LongBench Inference Script

LongBench is a multi-task, bilingual (Chinese and English), benchmark aimed at evaluating the long text understanding capabilities of large language models, covering multiple long-text application scenarios. Below is an introduction to the LongBench evaluation method.

Environment Setup

Configure your environment according to the official requirements.txt. Here are the necessary dependencies:

datasets
tqdm
rouge
jieba
fuzzywuzzy
einops
torch>=2.0.1
transformers>=4.40.0

Data Preparation

There is no need to download data separately. The prediction script will automatically download the required data from 🤗 Datasets.

Run the Prediction Script

Execute the following script for inference:

model_path=path/to/llama-3-chinese
output_path=path/to/output_dir
data_class=zh
with_inst="auto"
max_length=7680

cd scripts/longbench
python pred_mxitral.py \
    --model_path ${model_path} \
    --predict_on ${data_class} \
    --output_dir ${output_dir} \
    --max_length ${max_length} \
    --use_flash_attention_2 \
    --with_inst ${with_inst}

Parameter Explanation

  • --model_path ${model_path}: Directory where the evaluation model is located (complete Llama-3-Chinese or Llama-3-Chinese-Instruct model, not LoRA)
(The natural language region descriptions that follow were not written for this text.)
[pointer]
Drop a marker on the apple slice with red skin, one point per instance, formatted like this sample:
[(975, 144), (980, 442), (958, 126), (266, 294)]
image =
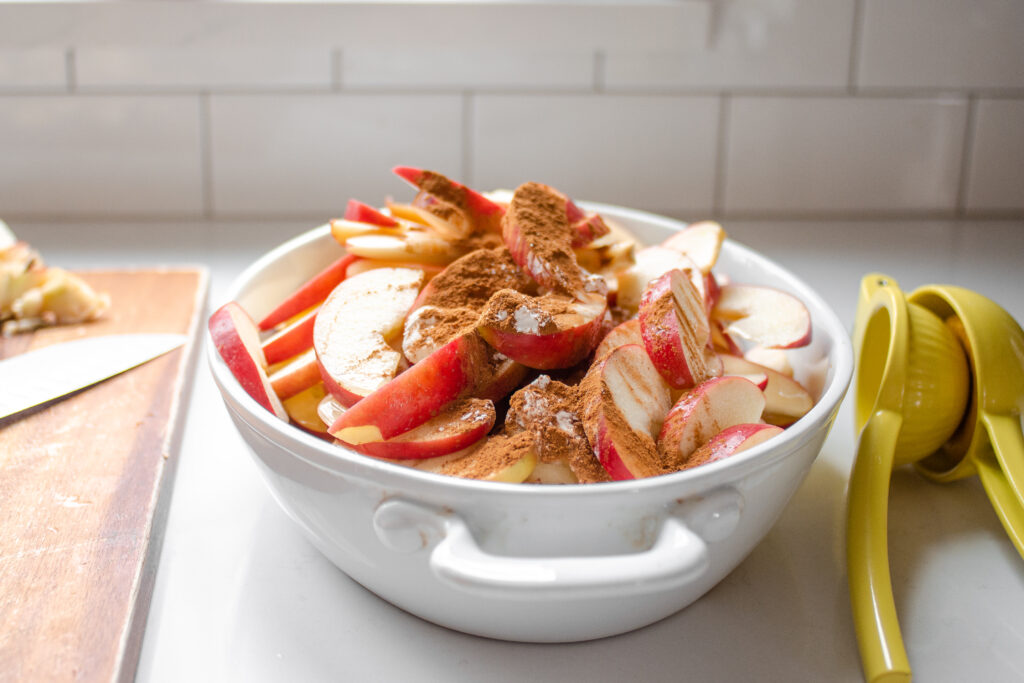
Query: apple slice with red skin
[(458, 426), (624, 402), (364, 213), (622, 334), (649, 264), (452, 372), (310, 294), (291, 340), (521, 328), (732, 440), (702, 412), (785, 399), (701, 242), (675, 331), (765, 315), (235, 336), (354, 328), (296, 375)]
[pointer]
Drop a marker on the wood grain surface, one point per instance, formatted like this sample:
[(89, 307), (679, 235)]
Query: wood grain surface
[(84, 487)]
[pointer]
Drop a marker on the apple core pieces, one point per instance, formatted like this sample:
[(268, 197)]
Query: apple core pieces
[(765, 315), (705, 411), (785, 399), (650, 263), (458, 426), (354, 327), (417, 394), (625, 400), (310, 294), (674, 329), (364, 213), (701, 242), (543, 333), (732, 440), (235, 336)]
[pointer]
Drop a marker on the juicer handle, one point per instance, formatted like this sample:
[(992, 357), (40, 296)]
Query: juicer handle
[(875, 620), (678, 556), (1001, 472)]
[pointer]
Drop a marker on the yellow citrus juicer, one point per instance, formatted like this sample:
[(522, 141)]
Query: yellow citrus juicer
[(914, 403)]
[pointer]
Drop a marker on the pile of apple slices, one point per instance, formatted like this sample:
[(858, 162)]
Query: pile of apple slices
[(441, 313)]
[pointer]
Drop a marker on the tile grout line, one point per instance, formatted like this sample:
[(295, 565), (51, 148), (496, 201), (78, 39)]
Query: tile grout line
[(967, 150), (206, 156)]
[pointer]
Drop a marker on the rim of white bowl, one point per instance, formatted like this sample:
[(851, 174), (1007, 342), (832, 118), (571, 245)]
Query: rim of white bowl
[(346, 462)]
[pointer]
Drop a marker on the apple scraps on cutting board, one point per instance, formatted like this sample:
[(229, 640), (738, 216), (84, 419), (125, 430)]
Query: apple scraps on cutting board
[(84, 488)]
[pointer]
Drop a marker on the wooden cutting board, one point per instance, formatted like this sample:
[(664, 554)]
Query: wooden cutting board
[(84, 489)]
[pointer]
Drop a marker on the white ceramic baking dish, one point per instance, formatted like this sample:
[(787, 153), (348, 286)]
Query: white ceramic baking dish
[(530, 562)]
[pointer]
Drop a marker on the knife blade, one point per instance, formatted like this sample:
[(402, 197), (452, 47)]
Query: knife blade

  • --predict_on {data_class}: Specifies the task set for prediction, which can be en, zh, code, or combinations thereof, separated by commas, e.g., en,zh,code

  • --output_dir ${output_dir}: Directory for storing evaluation results

  • --max_length ${max_length}: Maximum length of the prompt. Note that this length does not include the task-specific prompt

  • --gpus ${gpus}: To specify particular GPUs, use this parameter, e.g., 0,1

  • --e: Predict on the LongBench-E dataset. Refer to the official LongBench documentation for detailed explanations of LongBench-E.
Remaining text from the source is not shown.